Again, they are touted as investors because they will be paying the poor farm laborers ‘better salaries’ and on top of that they will not take the farms to Mexico or Russia at night because our well-paid spy agency is hard at work 24 hours, seven days a week.

So, is Namibia a socialist state? That translates into, Is Swapo a socialist party? Swapo 1976 expressed commitment to “building a classless society based on the principles of scientific socialism” has totally been jettisoned. The ruling party is now – first, a multi-billion business company – and second, a neo-liberal political party and not a socialist, Marxist-Leninist movement as Geingob claims. 

Both Swapo and Swanu’s elite did not commit a class suicide – didn’t give up their class interests after independence. 

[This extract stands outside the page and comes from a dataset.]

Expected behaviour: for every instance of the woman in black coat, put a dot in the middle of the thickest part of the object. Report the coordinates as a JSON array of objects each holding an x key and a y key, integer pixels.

Swapo is now active in a range of businesses: Farming, media, property, transport, printing, healthcare, security, mining and, of course, fishing. It is also into several joint ventures, including with MultiChoice, which is said to have paid N$150 million in dividends to Swapo ahead of the party’s sixth elective congress in 2017. 

Don’t forget that party has been receiving the greatest chunk from government subsidy, which is paid to political parties represented in parliament. To top all these, you have the N$730 million eight-storey headquarter building towering over the dilapidated Katutura Intermediate Hospital. 

So, is Namibia a socialist state? If you take the type of ownership regime of the major means of production as the defining indicator of whether the country is a socialist or not – then Namibia is not a socialist state but maybe a ‘weak welfare’ state. All the major means of production/resources (the family silver) have been sold/auctioned and now in private hands including the all-important fishing sector, which should have been what oil are to Norway and diamonds are to Botswana.